When asked what she wants to communicate with her art, she shared, “That’s a hard one. It's just nice to make something that gets the thought gears turning in my audience. You don't have to feel a particular way or react a particular way…It could be about the art piece or it could be about the world.”
On a world without art
“That’s a pretty dreary place. Everything kind of looks the same. Maybe it's like Invasion of the Body Snatchers. There is a general agreement among the populace. No one can be themselves.”

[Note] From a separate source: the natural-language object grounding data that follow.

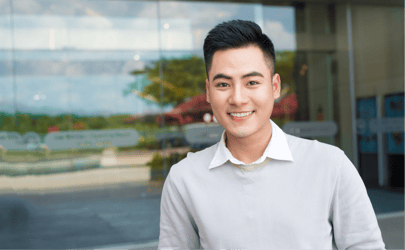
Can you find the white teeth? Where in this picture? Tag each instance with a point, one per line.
(241, 114)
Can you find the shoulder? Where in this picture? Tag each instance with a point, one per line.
(313, 151)
(194, 163)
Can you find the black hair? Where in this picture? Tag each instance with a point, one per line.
(238, 34)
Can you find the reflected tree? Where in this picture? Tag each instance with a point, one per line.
(183, 78)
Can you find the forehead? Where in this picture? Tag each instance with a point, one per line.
(239, 61)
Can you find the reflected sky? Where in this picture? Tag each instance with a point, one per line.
(92, 46)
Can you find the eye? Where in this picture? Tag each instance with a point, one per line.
(222, 84)
(253, 83)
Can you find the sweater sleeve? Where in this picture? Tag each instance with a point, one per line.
(177, 227)
(355, 224)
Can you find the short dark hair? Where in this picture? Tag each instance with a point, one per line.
(238, 34)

For Kalhor, there was never a world without art. “It kind of just followed me my entire life. You know, this is just something that I have to do. It feels weird if I don't do it.”
On the critical voice
“I just tell it to shut up. I look at past work and kind of imagine how I was feeling when I made that at that particular moment in time. Then I just push through it as best I can. Usually, during the process of making the thing that I don't like, a bunch of other ideas will pop up. There is always something that I enjoy when it's all done.

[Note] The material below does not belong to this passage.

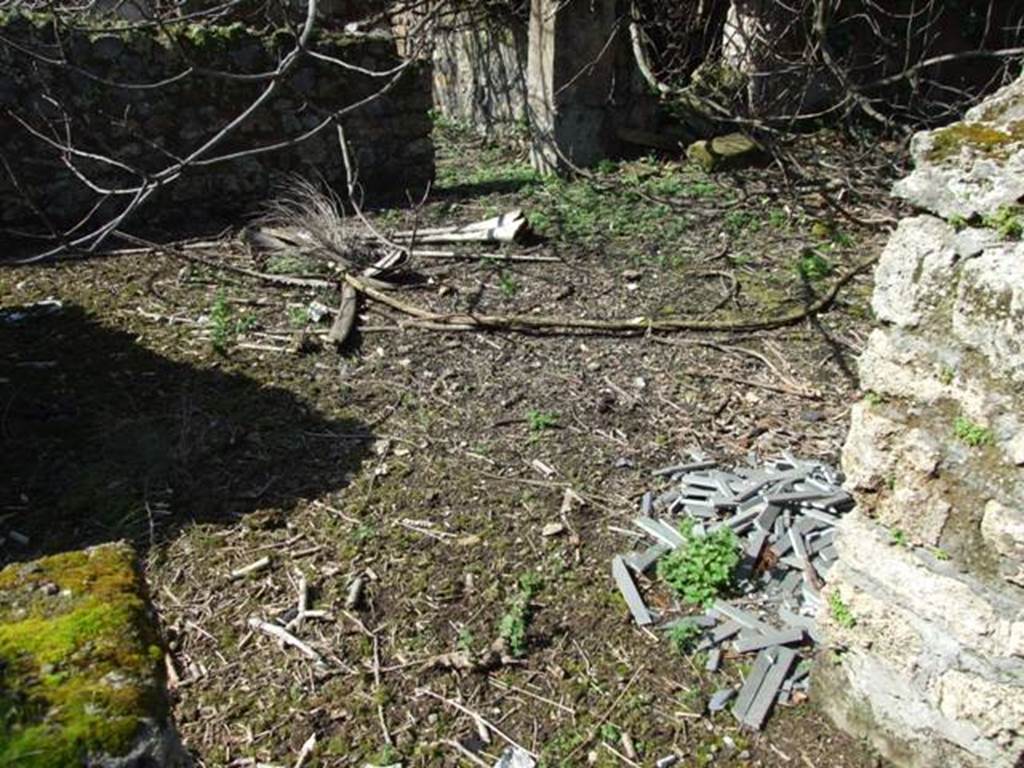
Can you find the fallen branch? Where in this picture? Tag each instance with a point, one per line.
(286, 637)
(462, 322)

Kalhor is influenced by artists who have a “playfulness and combine good technical craftsmanship in art,” including Amanda Ross-Ho. “That’s a good combination.”
Kalhor’s idea of a wild night on the town is “sitting in my Koreatown apartment with my two cats watching David Lynch's “Dune.” When asked if we would ever see her wandering into a dance club, she laughs. “I would be wandering away from the club into my cave or house. I don't know. I'm an introvert. But I have to be extroverted because I work on set. I force myself to be outgoing.”
On defining beauty in art
“Anything that seems completely out of place, and then is able to exist there.”
Kahlor says that she wouldn’t try to categorize art but could see herself making a list of what Western versions of beautiful art might be. “I think I would define beauty in art as anything that seems completely out of place and then is able to exist there.”
When asked what she finds challenging for artists today, Kalhor shared, “We live in the digital age and your stuff either gets stolen or buried. It’s kind of hard to get out there and there are so many good artists, so it’s hard to set yourself apart from the rest.”
Kahlor says that if she wasn’t an artist, she would be a truck driver. “I like things packed neatly and securely and I like being elevated in a moving vehicle. I'm five-one or five-two and being in a big truck makes me feel taller.
The best thing about being an artist
“The best thing about being an artist is having full control over what you're doing.”